Contrast this with the UAW, which under new leadership has publicly proposed the elimination of pay tiers, substantial wage increases totaling 40 percent over the next three years, and other reforms tailored to the needs of its members.

The Teamsters, also under new leadership, secured a significant contract for UPS workers just days before a potential strike. The union shared detailed information with members about its bargaining goals, including proposals for substantial wage increases, the elimination of a two-tier system, raises for part-timers, air conditioning in vehicles, and the elimination of driver-facing cameras for disciplinary purposes.

The bar has risen

What exactly is the NALC National Executive Board demanding in the current negotiations? A look at what the Teamsters won at UPS shows the need for the NALC to outperform its 2019-2023 contract.

In that contract, NALC members received four wage increases, ranging from 1.1 percent to 1.3 percent, and kept their cost-of-living raises. The agreement also included a 24-month automatic conversion from non-career City Carrier Associate to career status, job security protections for letter carriers, and the removal of Managed Service Points (MSPs) from city letter carrier routes.

With MSPs, letter carriers were required to scan barcodes at specific points along their delivery routes.
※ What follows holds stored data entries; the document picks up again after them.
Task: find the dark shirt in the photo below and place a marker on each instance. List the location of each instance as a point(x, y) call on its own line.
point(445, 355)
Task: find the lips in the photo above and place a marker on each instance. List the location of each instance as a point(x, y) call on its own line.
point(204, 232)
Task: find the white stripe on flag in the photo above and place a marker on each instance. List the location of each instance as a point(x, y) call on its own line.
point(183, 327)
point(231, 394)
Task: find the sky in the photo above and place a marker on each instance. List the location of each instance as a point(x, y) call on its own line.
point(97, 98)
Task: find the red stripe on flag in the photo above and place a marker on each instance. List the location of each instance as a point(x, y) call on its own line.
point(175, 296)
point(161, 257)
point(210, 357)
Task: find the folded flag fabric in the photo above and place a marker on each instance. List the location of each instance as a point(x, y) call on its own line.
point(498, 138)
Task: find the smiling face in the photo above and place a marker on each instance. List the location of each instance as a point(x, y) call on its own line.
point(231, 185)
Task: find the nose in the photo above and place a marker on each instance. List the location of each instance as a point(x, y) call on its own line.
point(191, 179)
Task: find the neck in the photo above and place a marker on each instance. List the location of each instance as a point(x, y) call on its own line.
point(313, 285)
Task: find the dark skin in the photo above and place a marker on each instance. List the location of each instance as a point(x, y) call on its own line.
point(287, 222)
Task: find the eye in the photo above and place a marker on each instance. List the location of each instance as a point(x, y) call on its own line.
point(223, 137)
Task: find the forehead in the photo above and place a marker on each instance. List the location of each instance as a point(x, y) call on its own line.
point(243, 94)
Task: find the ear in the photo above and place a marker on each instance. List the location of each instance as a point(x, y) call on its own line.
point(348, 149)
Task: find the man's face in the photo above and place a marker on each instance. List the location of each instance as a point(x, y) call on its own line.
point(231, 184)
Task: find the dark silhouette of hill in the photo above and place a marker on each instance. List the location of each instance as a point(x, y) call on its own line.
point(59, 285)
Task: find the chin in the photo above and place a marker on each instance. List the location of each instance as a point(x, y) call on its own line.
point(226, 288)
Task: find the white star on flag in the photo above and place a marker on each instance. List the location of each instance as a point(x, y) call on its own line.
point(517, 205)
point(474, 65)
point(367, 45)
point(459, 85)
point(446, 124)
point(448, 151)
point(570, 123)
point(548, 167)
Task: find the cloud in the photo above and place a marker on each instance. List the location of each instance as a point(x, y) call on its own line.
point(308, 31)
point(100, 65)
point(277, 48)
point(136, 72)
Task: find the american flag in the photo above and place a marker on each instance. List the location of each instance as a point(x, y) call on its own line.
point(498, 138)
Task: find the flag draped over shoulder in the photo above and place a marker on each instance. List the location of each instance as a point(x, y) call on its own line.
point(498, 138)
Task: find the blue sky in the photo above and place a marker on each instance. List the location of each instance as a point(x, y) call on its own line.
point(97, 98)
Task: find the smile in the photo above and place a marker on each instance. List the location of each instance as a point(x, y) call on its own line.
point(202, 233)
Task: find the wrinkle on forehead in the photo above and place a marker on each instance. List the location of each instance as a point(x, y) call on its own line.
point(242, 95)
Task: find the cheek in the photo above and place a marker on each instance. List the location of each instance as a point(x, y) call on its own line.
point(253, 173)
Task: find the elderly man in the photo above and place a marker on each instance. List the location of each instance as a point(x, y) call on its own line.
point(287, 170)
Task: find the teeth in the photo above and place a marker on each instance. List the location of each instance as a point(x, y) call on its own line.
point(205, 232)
If carriers failed to scan or if the scans did not register on their scanners, disciplinary action would be taken against the carriers.

A right to know

To ensure that the new NALC contract is competitive, several crucial questions arise:

  1. What kind of wage increases are they seeking that can keep pace with inflation or match the compensation offered by industry competitors like UPS?
  2. Are they pushing for the hiring of more Part-Time Flexibles who are career carriers and part of the regular workforce and reducing the reliance on City Carrier Assistants, who lack the same contractual rights or pay schedule as career employees nationwide, in order to alleviate the issue of mandatory overtime that currently burdens the workforce.
  3. Have they made efforts to address the toxic work environments in many stations caused by management’s bullying tactics?
  4. Are they addressing safety, including the increase in violent assaults and crimes against letter carriers?

The era is past when union members placed blind faith in their leaders. All members have a right to know what objectives their union is pursuing. An informed and engaged membership contributes to a more robust and effective labor movement.
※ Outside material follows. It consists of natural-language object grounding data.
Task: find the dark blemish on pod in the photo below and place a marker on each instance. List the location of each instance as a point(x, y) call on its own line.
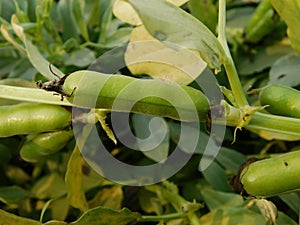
point(160, 35)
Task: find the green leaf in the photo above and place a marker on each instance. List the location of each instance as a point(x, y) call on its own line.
point(74, 178)
point(292, 200)
point(206, 12)
point(67, 20)
point(31, 95)
point(232, 216)
point(81, 58)
point(289, 10)
point(110, 197)
point(33, 54)
point(152, 136)
point(78, 7)
point(11, 219)
point(230, 159)
point(51, 186)
point(263, 58)
point(217, 199)
point(216, 176)
point(12, 194)
point(285, 71)
point(178, 29)
point(103, 216)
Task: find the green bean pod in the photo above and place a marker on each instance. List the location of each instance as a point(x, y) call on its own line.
point(155, 97)
point(38, 146)
point(273, 176)
point(29, 118)
point(262, 22)
point(282, 100)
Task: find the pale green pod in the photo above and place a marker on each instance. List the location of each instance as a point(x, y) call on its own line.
point(273, 176)
point(281, 100)
point(154, 97)
point(44, 144)
point(29, 118)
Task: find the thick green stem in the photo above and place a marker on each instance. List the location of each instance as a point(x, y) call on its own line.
point(229, 65)
point(265, 122)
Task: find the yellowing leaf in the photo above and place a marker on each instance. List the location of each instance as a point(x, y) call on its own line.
point(289, 10)
point(124, 11)
point(146, 55)
point(179, 30)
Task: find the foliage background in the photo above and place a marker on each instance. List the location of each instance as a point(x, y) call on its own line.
point(71, 34)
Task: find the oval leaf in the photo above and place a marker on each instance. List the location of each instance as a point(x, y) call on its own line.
point(178, 29)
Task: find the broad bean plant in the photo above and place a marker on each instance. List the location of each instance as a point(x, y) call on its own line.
point(68, 66)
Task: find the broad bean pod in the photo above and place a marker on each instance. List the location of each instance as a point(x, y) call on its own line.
point(281, 100)
point(273, 176)
point(40, 145)
point(29, 118)
point(96, 90)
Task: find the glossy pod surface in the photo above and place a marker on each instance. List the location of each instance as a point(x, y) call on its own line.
point(272, 176)
point(28, 118)
point(126, 94)
point(44, 144)
point(282, 100)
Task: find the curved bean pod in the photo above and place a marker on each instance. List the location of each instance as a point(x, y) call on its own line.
point(282, 100)
point(273, 176)
point(44, 144)
point(96, 90)
point(29, 118)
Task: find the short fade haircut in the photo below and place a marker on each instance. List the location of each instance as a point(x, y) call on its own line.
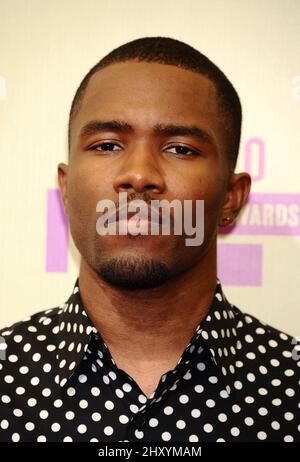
point(166, 50)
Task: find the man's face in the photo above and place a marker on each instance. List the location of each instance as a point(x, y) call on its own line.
point(147, 165)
Openness in negotiations extends beyond mere rhetoric. It also builds trust and credibility—not only within the union, but also in the eyes of the public and employers. Demonstrating a commitment to openness makes it easier to gain the support of workers, potential members, and even policymakers—enhancing the union’s bargaining power and influence.

As a retired letter carrier, I no longer have a vote on negotiated agreements. But for our younger brothers and sisters, it is imperative that they know precisely what their union is fighting for.

The NALC should adapt to the contemporary climate by embracing such knowledge. In an age where information flows freely, the NALC must meet the expectations of its members, particularly younger ones, to ensure that their voices are heard and respected during negotiations.